The telecom sector is an income investor's dream. Multiple companies offer yields of at least 4%, and each company offers its own positive and negative attributes. However, when it comes to Verizon Communications (VZ -0.17%), there are several reasons to believe that this company's dividend could easily double in the future.
The growth driver that everyone knows
It's no secret that Verizon Wireless has been a big driver behind the company's growth in the past, and will continue to be in the future. With Verizon taking total control of this division, investors should expect even better results from Verizon Wireless.
Verizon Wireless seems to consistently outperform its peers and, in particular, AT&T (T 1.27%). In each company's recent quarter, Verizon grew wireless revenue by nearly 6% compared to AT&T Wireless' revenue increase of less than 5%. Verizon also reported a higher operating margin at nearly 30% compared to AT&T's 21% margin. Verizon's postpaid additions grew faster and the company reported a lower rate of churn.
No longer distracted
Now that Verizon Wireless will be wholly owned by Verizon, the company can focus on growing this business, rather than managing it to make payouts to Vodaphone. If you look at Verizon's dividend growth rate over the last several years, you can almost see the company being conservative because it knew a dividend to Vodaphone was expected.
With dividend increases in the last few years hovering below 1.5%, investors haven't had a lot to cheer about. Some investors might even think that going with a higher-yield stock would make sense. A local telecom like CenturyLink (LUMN -2.60%) might be a good candidate.
CenturyLink offers a yield of nearly 7%, and as of last quarter had a core free cash flow payout ratio of roughly 52%. The company appears to be improving its operations, as revenue declined only slightly and management is forecasting strong free cash flow next year as well.
However, the difference between CenturyLink and Verizon is that Verizon is expected to grow its earnings by about 10% annually over the next few years, whereas CenturyLink is expected to see a 1% decline in this same time frame. As Verizon's earnings increase, the company should be able to grow its dividend, whereas CenturyLink's dividend isn't expected to increase anytime soon.

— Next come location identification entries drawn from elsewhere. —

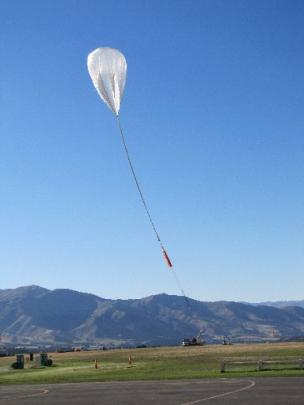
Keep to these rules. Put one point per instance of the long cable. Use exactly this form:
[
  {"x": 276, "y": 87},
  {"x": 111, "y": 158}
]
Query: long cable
[
  {"x": 137, "y": 183},
  {"x": 148, "y": 212}
]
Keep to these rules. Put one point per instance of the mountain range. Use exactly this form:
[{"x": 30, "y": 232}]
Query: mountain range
[{"x": 32, "y": 315}]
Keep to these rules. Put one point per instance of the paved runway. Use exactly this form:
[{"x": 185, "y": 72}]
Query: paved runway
[{"x": 242, "y": 391}]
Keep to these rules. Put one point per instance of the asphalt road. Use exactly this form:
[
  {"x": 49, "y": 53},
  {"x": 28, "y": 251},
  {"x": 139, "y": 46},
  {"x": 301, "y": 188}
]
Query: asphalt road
[{"x": 242, "y": 391}]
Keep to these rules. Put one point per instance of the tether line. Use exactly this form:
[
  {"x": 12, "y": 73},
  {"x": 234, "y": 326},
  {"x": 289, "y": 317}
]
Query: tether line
[
  {"x": 137, "y": 184},
  {"x": 166, "y": 257}
]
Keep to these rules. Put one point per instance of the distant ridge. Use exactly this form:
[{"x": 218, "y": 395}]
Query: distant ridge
[{"x": 33, "y": 314}]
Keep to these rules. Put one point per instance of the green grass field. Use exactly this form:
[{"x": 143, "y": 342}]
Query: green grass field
[{"x": 156, "y": 364}]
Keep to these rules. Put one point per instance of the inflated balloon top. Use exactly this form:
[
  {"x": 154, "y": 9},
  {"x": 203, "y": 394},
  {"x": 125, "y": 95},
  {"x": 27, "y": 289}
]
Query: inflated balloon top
[{"x": 108, "y": 70}]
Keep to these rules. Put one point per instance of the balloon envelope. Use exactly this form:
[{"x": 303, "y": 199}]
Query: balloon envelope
[{"x": 108, "y": 70}]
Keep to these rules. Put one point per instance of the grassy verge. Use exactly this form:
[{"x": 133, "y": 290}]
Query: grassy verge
[{"x": 156, "y": 364}]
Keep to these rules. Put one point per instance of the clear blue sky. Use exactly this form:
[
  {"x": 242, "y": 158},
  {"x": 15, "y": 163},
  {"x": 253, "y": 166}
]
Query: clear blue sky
[{"x": 213, "y": 114}]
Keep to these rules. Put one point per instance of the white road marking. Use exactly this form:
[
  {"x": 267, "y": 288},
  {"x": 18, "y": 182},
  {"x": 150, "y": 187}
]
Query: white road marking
[
  {"x": 37, "y": 394},
  {"x": 251, "y": 385}
]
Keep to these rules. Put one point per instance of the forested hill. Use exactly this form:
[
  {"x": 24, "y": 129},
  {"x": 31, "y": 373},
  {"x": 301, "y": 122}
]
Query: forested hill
[{"x": 37, "y": 315}]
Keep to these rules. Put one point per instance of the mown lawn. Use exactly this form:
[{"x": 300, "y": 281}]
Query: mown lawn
[{"x": 156, "y": 364}]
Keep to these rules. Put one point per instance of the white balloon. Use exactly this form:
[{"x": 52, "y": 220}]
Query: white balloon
[{"x": 108, "y": 70}]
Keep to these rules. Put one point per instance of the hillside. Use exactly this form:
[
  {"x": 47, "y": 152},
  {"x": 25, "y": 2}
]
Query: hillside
[{"x": 37, "y": 315}]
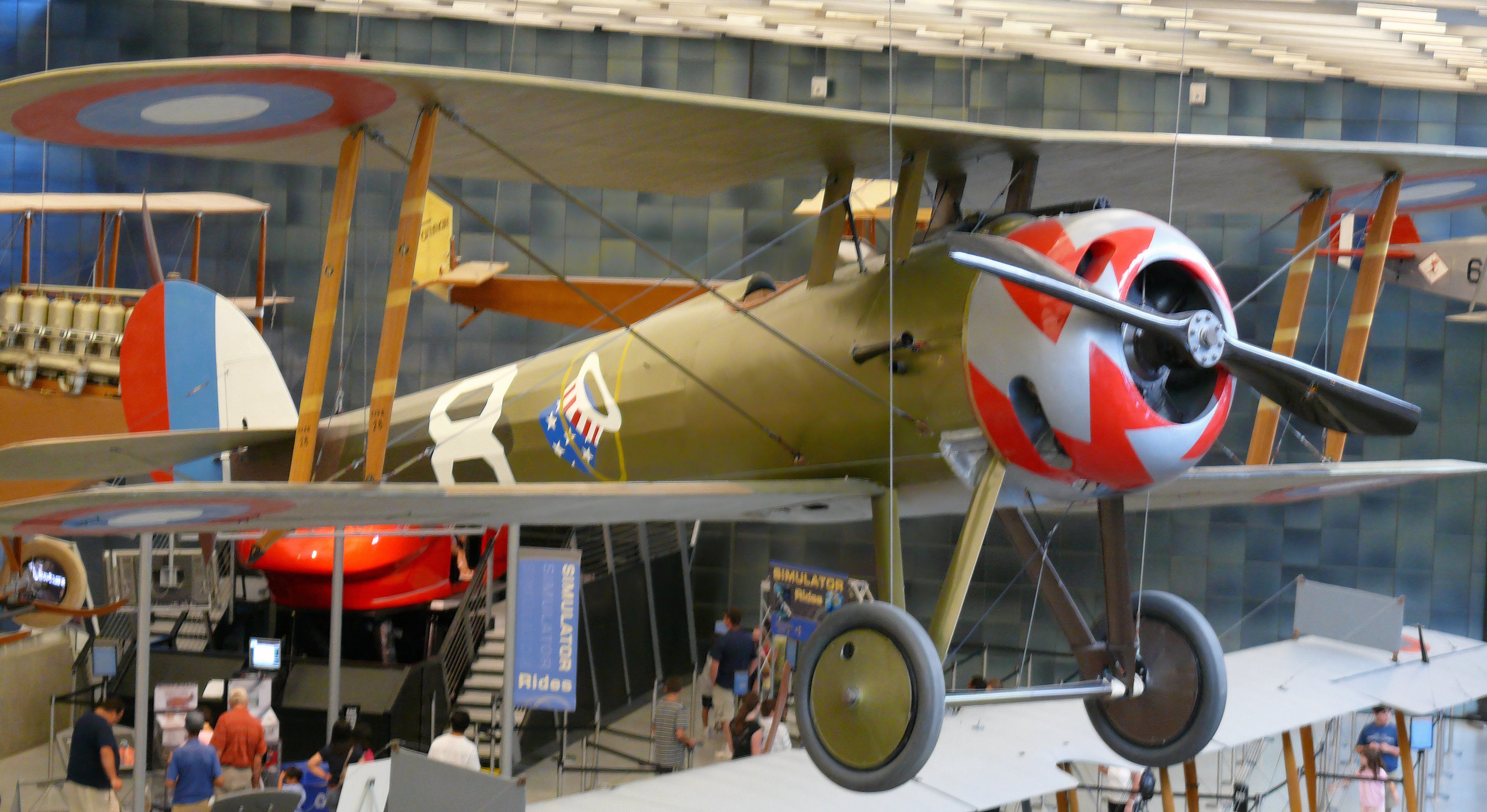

How could the dividend double?
The claim that Verizon's dividend could double is based on a few factors. First, Verizon's payout ratio is significantly lower than its peers. In the last three years, Verizon's average core free cash flow payout ratio has been just under 38%.
In the current quarter, Verizon's payout ratio dropped to just over 25%. By comparison, we already know that CenturyLink's ratio was 52%, and AT&T's payout ratio was just under 61% last quarter. Most investors would suggest that a payout ratio of 60% or less in the telecom sector is a sustainable number. Of course the caveat is that Verizon is issuing about $60 billion in stock to purchase the part of Verizon Wireless it doesn't already own. In theory this stock distribution would increase Verizon's outstanding shares by about 30%.
However, keep in mind during the last few years, Verizon Wireless has distributed $4.5 billion to Vodaphone in 2011, $4.5 billion in 2012, and just over a $3 billion dividend to Vodaphone in 2013. With Verizon owning the whole company going forward, this would have allowed Verizon to keep this $12 billion in-house.
In the last 12 months, Verizon generated $23.5 billion in core free cash flow and paid $5.9 billion in ordinary dividends. With 30% more shares, Verizon would have needed $7.7 billion to cover its dividend outlay. Given the company's cash flow, the new payout ratio would still be relatively low at 32.8%. In order for Verizon's dividend to double, the company would have to pay $15.4 billion in dividends. With $23.5 billion in free cash flow, this would equate to a core free cash flow payout ratio of about 66%. While a 66% ratio would be significantly higher than today, AT&T's ratio is already at 61%, and it's not unusual to see payout ratios of 60% or more in the telecom sector in particular.
Given Verizon's strong growth prospects and cash flow generation, it's plausible that the company could grow its payout ratio to 66%. The stock carries a yield of roughly 4.5% today. If the payout ratio was 66%, Verizon would offer investors a 9% yield at current prices. With an expected earnings growth rate of 10% per annum in the next few years, Verizon already looks like a good buy. If the company is aggressive with its dividend growth after the Vodaphone deal, investors could be in for a big surprise.
I wouldn't suggest waiting to see if the company's dividend doubles, add Verizon to your buy list today.